Но Володя уже переключил скорость и, что было сил крутя баранку, бросил машину вперед и влево. В тот же миг удар пики обрушился на багажник – машину разбили бы, разнесли вдребезги, если б Володя не выжал газ. Пикетчики сразу остались далеко позади, а люди на мостовой шарахались, уступая дорогу сумасшедшему автомобилю с воющим мотором, с клаксоном, непрерывно кричащим под побелевшим пальцем.

Он гнал машину вверх по проспекту Ленина. В зеркало видел идущий за ним грузовик, в открытом кузове которого теснились молодые, возбужденные, в кепках, – не погоня ли? На углу Свердлова взял круто вправо. Грузовичок не повернул за ним, жал по Ленина вверх, в Арменикенд.

Володя притормозил на трамвайной

остановке. Может, не искушать судьбу – покатить обратно по Чапаева на Восьмую Завокзальную – там Наташа Мустафаева, вдруг вынырнувшая из пятого «А»… там тишина… и ничего не надо, ничего не надо – только бы засветились радостью печальные глаза…

В следующий миг, однако, он повернул влево на улицу Фабрициуса. Так, прямиком, он выедет на Инглаб. Дома надо будет быстренько собрать сумку с пожитками для Москвы, взять деньги, сберкнижки – и пуститься к родителям на Телефонную. На машине не проехать – проверяют, увидят в водительских правах армянскую фамилию, выволокут из машины, изобьют до смерти… похоже, не только для устрашения у них в руках заточенные пики… Придется поехать на метро от станции «Гянджлик» до вокзала, а там пешком недалеко до Телефонной… Господи, этот костер у вокзала! Ну не может быть, не может быть, чтоб волокли живых людей!.. Не средние же все-таки века…

На площади у Дома правительства гремел нескончаемый митинг. Ораторы – Панахов и другие руководители Народного фронта – сменяли друг друга у микрофонов. Исполненные пафоса фразы, которые они беспрерывно кидали в толпу, были как поленья, подбрасываемые в гигантский костер. Ответный рев толпы волнами перекатывался по площади, и ярости в нем было тем больше, чем «горячее» сведения, сообщаемые оратором.

– …Симон Врацян, из дашнаков, возглавил первое советское правительство Армении и в двадцать первом году организовал массовые убийства азербайджанцев в Зангезуре и Карабахе…

– …В Топхане армяне вырубают заповедный лес для строительства цеха…

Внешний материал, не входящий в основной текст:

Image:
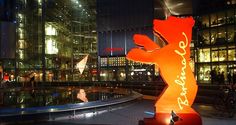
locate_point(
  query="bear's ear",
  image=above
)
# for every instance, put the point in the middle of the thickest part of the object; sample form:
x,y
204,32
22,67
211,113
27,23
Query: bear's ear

– …В Карабахе русские солдаты щупают азербайджанских девушек…

На стотысячной площади – ни у кого никаких сомнений. Раз выкрикнуто в микрофон с трибуны, значит, все правда, чистая правда – армяне всегда были злейшие вр-раги, – бить, бить армян!! Чтоб ни одного в нашем Баку!!! Смерть армя-а-а…

На трибуну вдруг взбежали молодые какие-то люди, один был в куртке внакидку, под которой белела повязка, и правую руку он держал на весу. Кинулись прямо к Ниймату Панахову, и тот, выслушав, вскинул вверх руку. И, как оркестр повинуется жесту дирижера, площадь сразу вняла команде. Рев оборвался, на площадь пала тишина.

– Братья! – выкрикнул Панахов. – Только что пришли люди, вот они! С утра они обходили квартиры армян, предупреждали – уезжайте из Баку. По-хорошему! На Баилове, когда они пришли к богатому армянину Ованесову, когда сказали, чтобы он уехал, Ованесов убил одного из наших людей! Зарубил его топором! А второго ранил в плечо, вот он стоит перед вами! Истекает кровью! Братья, армяне нас убивают!

Неистовый рев покрыл его слова. Десятки тысяч кулаков взметнулись в воздух, сотрясаясь, угрожая, ища выхода клокочущей ненависти…

Троллейбус полз медленно. При повороте на Самеда Вургуна он остановился, и водитель, высунувшись из кабины, крикнул, что дальше не поедет. Дальше стояла длинная синяя вереница троллейбусов.

Юлия Генриховна и Беспалов сошли недалеко от подъезда проектного института, где работала раньше Юлия. И где он, Беспалов, выступил однажды со своей злосчастной лекцией.

Что ж, придется пешком спуститься по Самеда Вургуна. Юлия Генриховна, держась за руку Беспалова, можно сказать, на ощупь чувствовала, как раздражен, как напряжен ее муж. Наверное, надо было послушаться его, не вылезать из дому в такой день.